The Black Dog Takes a Walk
Freeform poetry from the introspective collection, Black Dog, that runs with a folkloric figure that is often associated with misfortune and used as a metaphor for depression. Black Dog looks at this figure and gives him a voice, letting him bark back at a society that’s already made up its mind about him.
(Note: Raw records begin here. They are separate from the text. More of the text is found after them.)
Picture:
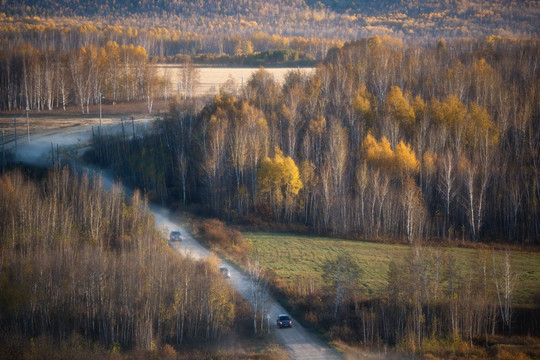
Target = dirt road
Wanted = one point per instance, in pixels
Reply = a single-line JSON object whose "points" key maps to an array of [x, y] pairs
{"points": [[298, 341]]}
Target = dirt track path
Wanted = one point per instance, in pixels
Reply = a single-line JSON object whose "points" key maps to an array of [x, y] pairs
{"points": [[300, 343]]}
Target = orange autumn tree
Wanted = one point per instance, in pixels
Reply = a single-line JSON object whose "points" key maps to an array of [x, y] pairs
{"points": [[279, 183]]}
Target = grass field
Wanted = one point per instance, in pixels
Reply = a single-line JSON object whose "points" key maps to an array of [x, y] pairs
{"points": [[212, 78], [291, 256]]}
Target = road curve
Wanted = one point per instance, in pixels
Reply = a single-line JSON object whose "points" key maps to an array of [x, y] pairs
{"points": [[300, 343]]}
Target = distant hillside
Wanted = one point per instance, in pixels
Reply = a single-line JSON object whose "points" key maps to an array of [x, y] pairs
{"points": [[337, 19]]}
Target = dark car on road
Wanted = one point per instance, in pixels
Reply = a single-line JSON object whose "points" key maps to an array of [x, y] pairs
{"points": [[176, 236], [225, 272], [284, 321]]}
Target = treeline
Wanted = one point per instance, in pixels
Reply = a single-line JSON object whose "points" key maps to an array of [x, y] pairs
{"points": [[161, 43], [384, 140], [77, 260], [343, 20], [43, 80]]}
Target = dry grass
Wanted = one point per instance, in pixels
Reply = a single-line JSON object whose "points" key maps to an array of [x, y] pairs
{"points": [[211, 78]]}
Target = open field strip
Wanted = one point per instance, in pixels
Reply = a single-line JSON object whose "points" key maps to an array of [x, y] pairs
{"points": [[212, 78], [292, 256]]}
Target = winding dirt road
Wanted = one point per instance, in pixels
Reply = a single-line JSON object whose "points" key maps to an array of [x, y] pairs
{"points": [[300, 343]]}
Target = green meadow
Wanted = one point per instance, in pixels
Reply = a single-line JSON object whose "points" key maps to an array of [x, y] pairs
{"points": [[293, 256]]}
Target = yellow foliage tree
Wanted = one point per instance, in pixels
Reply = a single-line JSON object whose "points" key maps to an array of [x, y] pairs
{"points": [[401, 162], [480, 126], [398, 108], [279, 182]]}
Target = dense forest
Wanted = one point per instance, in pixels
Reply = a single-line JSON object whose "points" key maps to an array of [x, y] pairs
{"points": [[79, 261], [383, 140], [330, 19]]}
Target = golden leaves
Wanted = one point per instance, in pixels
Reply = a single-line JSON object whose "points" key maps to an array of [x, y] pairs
{"points": [[401, 161]]}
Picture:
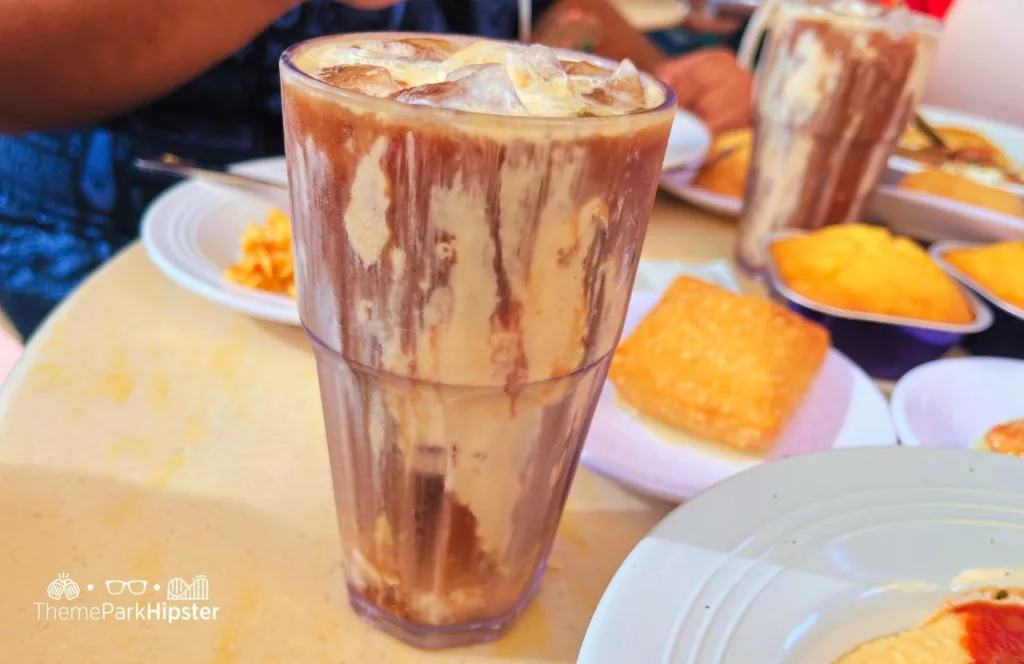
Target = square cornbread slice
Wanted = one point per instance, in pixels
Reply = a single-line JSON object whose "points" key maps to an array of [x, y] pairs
{"points": [[726, 368]]}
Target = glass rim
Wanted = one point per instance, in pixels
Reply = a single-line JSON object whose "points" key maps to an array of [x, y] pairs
{"points": [[351, 97], [910, 21]]}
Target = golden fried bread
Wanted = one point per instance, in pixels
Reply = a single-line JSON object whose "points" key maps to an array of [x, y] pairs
{"points": [[958, 187], [1007, 439], [997, 267], [968, 143], [727, 175], [866, 268], [986, 630], [727, 368]]}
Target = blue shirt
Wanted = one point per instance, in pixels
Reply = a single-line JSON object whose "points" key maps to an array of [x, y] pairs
{"points": [[70, 200]]}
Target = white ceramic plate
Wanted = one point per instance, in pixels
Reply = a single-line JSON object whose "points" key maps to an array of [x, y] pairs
{"points": [[688, 143], [953, 403], [1009, 137], [933, 218], [679, 184], [192, 234], [844, 408], [798, 562]]}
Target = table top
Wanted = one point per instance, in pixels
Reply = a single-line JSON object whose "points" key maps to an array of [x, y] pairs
{"points": [[648, 15], [148, 434]]}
In their sticky orange glow,
coddled by a glare that doesn’t pretend
to fend the monsters off anymore,
the Black Dog struggles
to even stretch his legs, to open his jaws,
in streets that would just as soon
narrow the mind as the heart.
He’s sick of ruined night-vision
of star-strangled evenings littered with sky-trash
and the tinnitus whine of everyone else
going nowhere else
fast,
of crossroads where every devil worth a damn
will try to sell you a neon need
you never knew you wanted.
An intersection
one way or another
just means something’s going to
pass you by.
With every lap around the block he is starving
to pack it all in
and trade streetlights
for tree trunks.
Somewhere there is a place he knows
where their arms can stretch skyward
and link fingers with a night dripping with stars,
where the animal dark
so complete it flows, and runs
blacker than blood
dark as a dog
at the edge of your glow,
runs pad-footed along a road
that’s all downhill from here
to pool outside a cabin door
where his nearest neighbour
is a quiet nobody felt the need to clutter.